From: Per Lundberg · Per·at·  Link
Submitted June 9th 2009

I tied several of this nymphs last year, and I'm just returned from one week of grayling fishing in Norway (Glomma). Together with a green parachute dry fly I catched app 40 graylings. This pattern will always have a place in my fly box.
Per Lundberg, Copenhagen, Denmark

From: Jay Johnson · feltsole·at·  Link
Submitted December 9th 2007

This pattern has become my go to pattern. It has taken many fish from brown trout on Central Ohio, Rainbows in the Smokys, to Great Lakes Steelhead. You can't buy it and any shops and not many folks know about it. My fishing buddy and I never give out the pattern name or recipe. It is our secret weapon and hard fished waters. Thanks for the pattern.

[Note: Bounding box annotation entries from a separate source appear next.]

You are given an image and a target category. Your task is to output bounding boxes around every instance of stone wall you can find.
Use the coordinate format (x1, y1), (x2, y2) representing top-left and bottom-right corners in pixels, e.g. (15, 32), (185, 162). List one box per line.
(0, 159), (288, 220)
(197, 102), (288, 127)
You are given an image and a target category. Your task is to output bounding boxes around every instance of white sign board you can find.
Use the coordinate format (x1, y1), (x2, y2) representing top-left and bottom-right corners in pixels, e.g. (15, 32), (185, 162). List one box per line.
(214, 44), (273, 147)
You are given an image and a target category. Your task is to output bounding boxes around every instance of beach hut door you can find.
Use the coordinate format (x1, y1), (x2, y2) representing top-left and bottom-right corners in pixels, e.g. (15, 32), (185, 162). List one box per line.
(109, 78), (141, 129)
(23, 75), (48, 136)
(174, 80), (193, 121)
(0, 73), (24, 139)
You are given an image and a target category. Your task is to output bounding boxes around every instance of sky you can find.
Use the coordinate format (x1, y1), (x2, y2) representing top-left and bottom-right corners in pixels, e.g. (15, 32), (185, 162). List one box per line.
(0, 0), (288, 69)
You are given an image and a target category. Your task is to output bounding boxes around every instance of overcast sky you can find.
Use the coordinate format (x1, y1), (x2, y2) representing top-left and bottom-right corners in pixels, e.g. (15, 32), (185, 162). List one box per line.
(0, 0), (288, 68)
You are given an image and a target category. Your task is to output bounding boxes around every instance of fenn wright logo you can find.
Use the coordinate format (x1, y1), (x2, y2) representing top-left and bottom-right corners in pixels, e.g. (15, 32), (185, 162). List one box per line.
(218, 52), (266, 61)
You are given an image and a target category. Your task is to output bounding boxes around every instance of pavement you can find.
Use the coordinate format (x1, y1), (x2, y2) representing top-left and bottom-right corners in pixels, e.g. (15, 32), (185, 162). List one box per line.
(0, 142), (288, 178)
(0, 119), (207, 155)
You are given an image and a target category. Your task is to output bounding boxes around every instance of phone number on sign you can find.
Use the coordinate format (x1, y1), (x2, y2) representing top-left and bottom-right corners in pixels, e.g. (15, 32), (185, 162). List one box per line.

From: Daniel · dankobie·at·  Link
Submitted September 5th 2007

Hello from Germany,

i use this Nymph here in some streams in the Black Forrest, and it rocks the Brown Trouts are realy wild for this nymph!

TL Daniel

From: Ben Wylie  Link
Submitted March 16th 2007

This has become a constant producer and a major staple in my box. As a trailer, I tie it with a glass bead. Slays them on the White River System

From: Mike duncan · mcdncn·at·  Link
Submitted February 8th 2007

I stumbled across this pattern a couple of years ago and it has become my most productive nymph pattern. I use it on large tailwater streams in georgia and small wild streams in the southern appilachians with equal sucess. Now i'm going to try your blackout kluting on Largemouth and other warmwater species.Got to love the flow of knowledge the web provides ,thanks for your part in that and keep up the good work.
Mike Duncan Atlanta,Georgia

From: Mike duncan · mcdncn·at·  Link
Submitted February 8th 2007

I stumbled across this pattern a couple of years ago and it has become my most productive nymph pattern. I use it on large tailwater streams in georgia and small wild streams in the southern appilachians with equal sucess. Now i'm going to try your blackout kluting on Largemouth and other warmwater species.Got to love the flow of knowledge the web provides ,thanks for your part in that and keep up the good work.
Mike Duncan,Atlanta,Georgia

From: Bart · bartlombardo·at·  Link
Submitted January 29th 2007

This is a great looking nymph. I just tied up a bunch, and they look like they will work well. Nice job on the instructions as well.

From: Wayne M. Merritt · merrittwayne·at·  Link
Submitted August 20th 2006

I tied some of these up, went fishing on the South Fork of the Snake River south of Jackson Hole, Wy and caught quite a few fish in an afternoon. Nice pattern.

From: Anonymous  Link
Submitted August 1st 2006

this looks like a great pattern! I will tie some!